Como a situação chegou a esse nível?
Registros mostram que a pecuária é uma atividade que começou ainda na época do descobrimento do país, com bovinos trazidos pelos colonizadores portugueses e que encontraram, no nosso clima tropical, boas condições para reproduzir. De lá para cá, essa é uma atividade que foi atravessando gerações e sobre a qual nunca se teve muito controle. 

Por ser tão rentável, não exigir muita infraestrutura e pelo fato do Brasil ter um território enorme, a pecuária foi bastante incentivada pelos governos em uma época em que a questão ambiental não era uma preocupação. 

Na década de 1970, uma propaganda do governo federal que incentivava produtores a ocupar a Amazônia chegou a convocar: “Toque sua boiada para o maior pasto do mundo”. Os argumentos, na época, diziam que era preciso ocupar a área para evitar que estrangeiros o fizessem. No período da ditadura, o governo, inclusive, deu incentivos para a compra de terras públicas, o que acabou sendo um convite para a grilagem, que até hoje está entre os maiores problemas da região.

Só nos anos 2000 a preocupação com a ocupação da Amazônia ganhou a atenção dos governos que, desde então, têm feito algumas tentativas de regular a pecuária na região. A aprovação do Novo Código Florestal, em 2012, foi um marco nesse sentido, pois exige que o produtor preserve 80% de sua propriedade — o que significa que só pode destinar 20% para os pastos. No entanto, a falta de fiscalização e o desmonte dos órgãos ambientais ainda são desafios para fazer valer a lei.

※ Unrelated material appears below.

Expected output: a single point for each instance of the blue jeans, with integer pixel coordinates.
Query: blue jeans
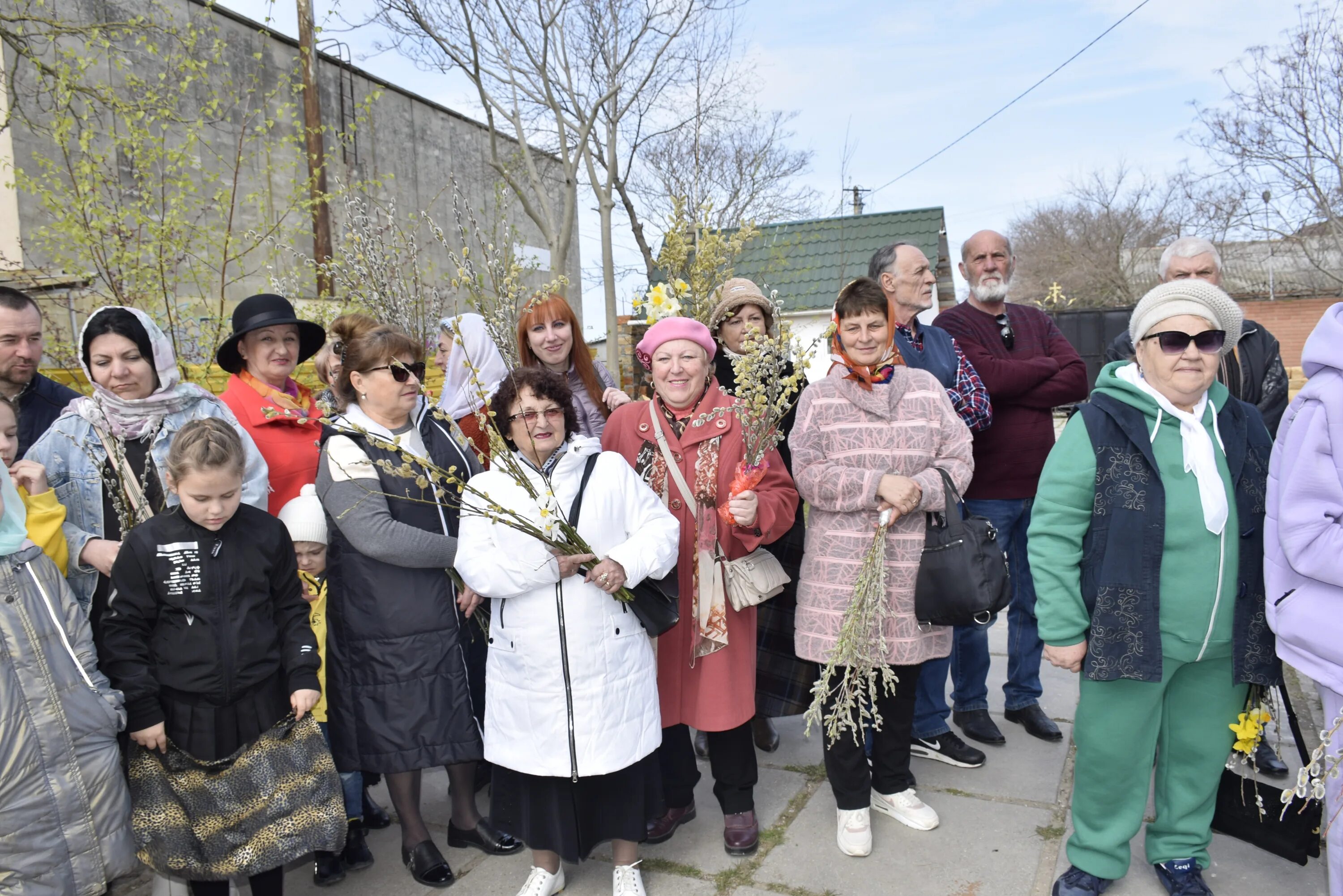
(969, 660)
(351, 782)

Outro grande desafio para a regulação é a diversidade dos sistemas de produção da pecuária de corte. No interior do país, como é o caso da Amazônia, existem muitas fazendas dispersas e propriedades pequenas que ainda fazem o uso de práticas muito simples, com pouca ou nenhuma tecnologia. Ao mesmo tempo, existem grandes fazendas equipadas com o que há de mais moderno e tecnificado. Desse modo, fica difícil fazer a mesma cobrança para todas, especialmente para aqueles produtores com baixa qualificação.

Como resolver?
Todos deveríamos, então, parar de comer carne bovina? Não, mas os consumidores têm a responsabilidade de exigir que a proteína que comem não venha de áreas de desmatamento. Vários mercados internacionais, como Alemanha, França, Holanda e Reino Unido, já têm exigido que os locais de onde compram a carne, como os supermercados, comprovem que o produto que vendem não passe por áreas de desmatamento, em nenhuma das etapas de produção. 

Isso quer dizer que precisamos monitorar toda a cadeia produtiva, começando pela fazenda onde nasce o bezerro e seguindo por todo o caminho que essa carne faz até chegar à mesa das pessoas. Se o mercado tirar da cadeia de fornecedores o gado em áreas de desmatamento, isso praticamente acaba com a devastação da Amazônia e melhora a segurança institucional do setor da carne.